“Whose house are you going to live in?”
“Mr Westover’s.”
“Oh!” said Dick, abruptly ending the conversation, and turning round towards Heathcote.
In due time the meal was over, and the boys were told they could do as they liked for the next hour, until the matron was at leisure to show them their quarters.
So for another hour the promenade in the Quadrangle was resumed. Not so dismally, however, as before. The tea had broken the ice wonderfully, and instead of the studied avoidance of the afternoon, one group and another fell now to comparing notes, and rehearsing the legends they had heard of Templeton and its inmates. And gradually a fellow-feeling made every one wondrous kind, and the little army of twenty in the prospect of to-morrow’s battles, drew together in bonds of self-defence, and felt all very like brothers.
Aspinall, however, who knew no one, and had not dared to join himself to any of the groups, paced in solitude at a distance, hoping for nothing better than that he might escape notice and be left to himself. But Dick, whose interest in him had become very decided, found him out before long and, much to his terror, insisted in introducing him to Heathcote and attaching him to their party.

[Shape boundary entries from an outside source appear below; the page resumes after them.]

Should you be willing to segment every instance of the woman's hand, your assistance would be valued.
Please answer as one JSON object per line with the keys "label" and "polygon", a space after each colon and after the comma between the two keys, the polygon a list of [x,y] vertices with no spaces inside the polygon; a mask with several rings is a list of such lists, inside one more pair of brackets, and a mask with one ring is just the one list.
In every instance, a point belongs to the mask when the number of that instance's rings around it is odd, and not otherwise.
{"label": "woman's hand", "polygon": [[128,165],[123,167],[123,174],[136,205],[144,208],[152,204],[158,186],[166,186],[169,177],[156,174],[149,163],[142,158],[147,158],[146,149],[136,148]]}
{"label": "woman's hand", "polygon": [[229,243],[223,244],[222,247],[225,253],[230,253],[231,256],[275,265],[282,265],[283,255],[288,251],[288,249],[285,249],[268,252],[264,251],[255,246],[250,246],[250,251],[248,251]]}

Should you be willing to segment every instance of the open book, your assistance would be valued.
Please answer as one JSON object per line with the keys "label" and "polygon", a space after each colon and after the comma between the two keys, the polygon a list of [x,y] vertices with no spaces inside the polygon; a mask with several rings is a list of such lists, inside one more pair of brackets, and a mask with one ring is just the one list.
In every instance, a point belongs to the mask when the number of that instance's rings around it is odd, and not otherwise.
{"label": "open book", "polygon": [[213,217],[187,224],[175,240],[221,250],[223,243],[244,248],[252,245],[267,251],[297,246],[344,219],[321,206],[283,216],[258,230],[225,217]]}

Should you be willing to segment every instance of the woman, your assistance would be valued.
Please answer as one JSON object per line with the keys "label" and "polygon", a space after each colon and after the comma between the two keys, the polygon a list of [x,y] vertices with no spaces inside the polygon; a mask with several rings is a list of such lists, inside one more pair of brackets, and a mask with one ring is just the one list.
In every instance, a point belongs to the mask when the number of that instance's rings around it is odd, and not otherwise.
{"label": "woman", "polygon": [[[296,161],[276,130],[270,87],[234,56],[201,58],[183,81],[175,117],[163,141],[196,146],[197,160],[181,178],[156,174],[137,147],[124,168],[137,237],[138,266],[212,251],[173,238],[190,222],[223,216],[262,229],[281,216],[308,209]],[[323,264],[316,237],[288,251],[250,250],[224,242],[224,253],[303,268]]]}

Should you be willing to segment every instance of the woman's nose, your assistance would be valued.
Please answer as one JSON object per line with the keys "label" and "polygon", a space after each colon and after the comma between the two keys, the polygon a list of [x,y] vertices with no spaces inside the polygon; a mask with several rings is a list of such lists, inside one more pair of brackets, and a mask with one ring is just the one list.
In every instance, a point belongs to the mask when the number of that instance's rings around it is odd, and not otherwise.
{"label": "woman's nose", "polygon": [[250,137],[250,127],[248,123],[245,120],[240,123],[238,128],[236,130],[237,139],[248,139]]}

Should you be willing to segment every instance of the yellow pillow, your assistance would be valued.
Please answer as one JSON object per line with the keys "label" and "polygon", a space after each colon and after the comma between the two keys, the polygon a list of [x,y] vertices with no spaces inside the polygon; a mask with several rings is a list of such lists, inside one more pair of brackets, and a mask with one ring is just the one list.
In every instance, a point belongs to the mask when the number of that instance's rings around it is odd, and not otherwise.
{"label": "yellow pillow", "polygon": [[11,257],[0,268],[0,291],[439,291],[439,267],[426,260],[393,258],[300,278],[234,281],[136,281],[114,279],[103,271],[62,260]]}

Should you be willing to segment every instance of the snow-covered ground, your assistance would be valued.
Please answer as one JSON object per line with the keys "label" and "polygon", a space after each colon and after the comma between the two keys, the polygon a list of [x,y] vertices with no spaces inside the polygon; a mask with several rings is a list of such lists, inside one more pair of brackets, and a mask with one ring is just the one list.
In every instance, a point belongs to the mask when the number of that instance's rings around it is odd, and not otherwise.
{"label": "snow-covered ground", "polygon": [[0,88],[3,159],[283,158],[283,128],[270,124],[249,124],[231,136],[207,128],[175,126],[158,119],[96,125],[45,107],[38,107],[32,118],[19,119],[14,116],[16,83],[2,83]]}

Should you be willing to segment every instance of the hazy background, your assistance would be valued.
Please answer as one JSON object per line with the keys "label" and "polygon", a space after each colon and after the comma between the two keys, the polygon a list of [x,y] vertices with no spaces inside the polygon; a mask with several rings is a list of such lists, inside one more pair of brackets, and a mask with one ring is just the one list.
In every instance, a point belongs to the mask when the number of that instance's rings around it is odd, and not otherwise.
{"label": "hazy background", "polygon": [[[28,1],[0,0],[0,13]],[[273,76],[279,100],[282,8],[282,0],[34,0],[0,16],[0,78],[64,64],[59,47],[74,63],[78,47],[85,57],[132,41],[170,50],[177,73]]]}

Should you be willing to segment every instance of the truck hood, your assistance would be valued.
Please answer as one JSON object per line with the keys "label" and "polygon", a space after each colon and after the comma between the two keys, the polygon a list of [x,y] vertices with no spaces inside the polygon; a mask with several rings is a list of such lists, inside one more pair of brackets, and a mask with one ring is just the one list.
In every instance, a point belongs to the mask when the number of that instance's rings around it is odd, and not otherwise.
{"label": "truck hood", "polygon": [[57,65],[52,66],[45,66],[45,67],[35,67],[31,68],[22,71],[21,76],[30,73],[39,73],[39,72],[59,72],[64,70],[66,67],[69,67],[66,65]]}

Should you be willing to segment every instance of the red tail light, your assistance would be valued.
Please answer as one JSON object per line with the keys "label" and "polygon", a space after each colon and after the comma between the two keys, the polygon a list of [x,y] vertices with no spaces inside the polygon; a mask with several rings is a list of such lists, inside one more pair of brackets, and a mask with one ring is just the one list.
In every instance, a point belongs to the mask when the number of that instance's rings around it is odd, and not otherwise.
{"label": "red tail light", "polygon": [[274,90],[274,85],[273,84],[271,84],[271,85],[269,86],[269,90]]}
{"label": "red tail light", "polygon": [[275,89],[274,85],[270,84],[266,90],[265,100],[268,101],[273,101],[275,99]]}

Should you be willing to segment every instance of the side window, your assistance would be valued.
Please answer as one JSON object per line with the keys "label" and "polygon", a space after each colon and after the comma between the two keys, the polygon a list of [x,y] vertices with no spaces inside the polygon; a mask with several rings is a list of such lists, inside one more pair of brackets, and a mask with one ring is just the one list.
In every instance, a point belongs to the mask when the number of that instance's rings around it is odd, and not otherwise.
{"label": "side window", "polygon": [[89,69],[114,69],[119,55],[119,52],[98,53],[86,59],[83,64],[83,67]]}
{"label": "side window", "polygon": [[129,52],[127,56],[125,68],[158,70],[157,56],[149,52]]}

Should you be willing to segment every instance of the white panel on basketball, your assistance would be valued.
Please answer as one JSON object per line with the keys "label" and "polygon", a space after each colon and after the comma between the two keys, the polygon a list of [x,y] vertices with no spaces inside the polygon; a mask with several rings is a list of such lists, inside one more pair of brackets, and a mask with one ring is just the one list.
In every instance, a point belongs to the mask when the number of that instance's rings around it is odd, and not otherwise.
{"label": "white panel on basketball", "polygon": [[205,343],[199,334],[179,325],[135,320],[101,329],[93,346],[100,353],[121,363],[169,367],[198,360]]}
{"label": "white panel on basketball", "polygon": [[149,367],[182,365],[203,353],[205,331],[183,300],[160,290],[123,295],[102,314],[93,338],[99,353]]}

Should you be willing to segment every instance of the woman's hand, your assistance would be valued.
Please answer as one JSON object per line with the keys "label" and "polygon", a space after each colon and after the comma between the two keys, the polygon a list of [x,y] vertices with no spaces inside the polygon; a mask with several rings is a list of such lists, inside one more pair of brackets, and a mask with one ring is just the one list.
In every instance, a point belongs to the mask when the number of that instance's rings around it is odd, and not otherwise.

“There’s nothing to be in a funk about, young ’un,” said he. “I know I don’t mean to funk it, whatever they do to me.”
“I’ll back you up, old man, all I can,” said Heathcote.
“I expect it’s far the best way not to kick out, but just go through with it,” said Dick. “That’s what my father says, and he had a pretty rough time of it, he said, at first.”
“Oh, yes; I’m sure it’s all the worse for a fellow if he funks or gets out of temper.”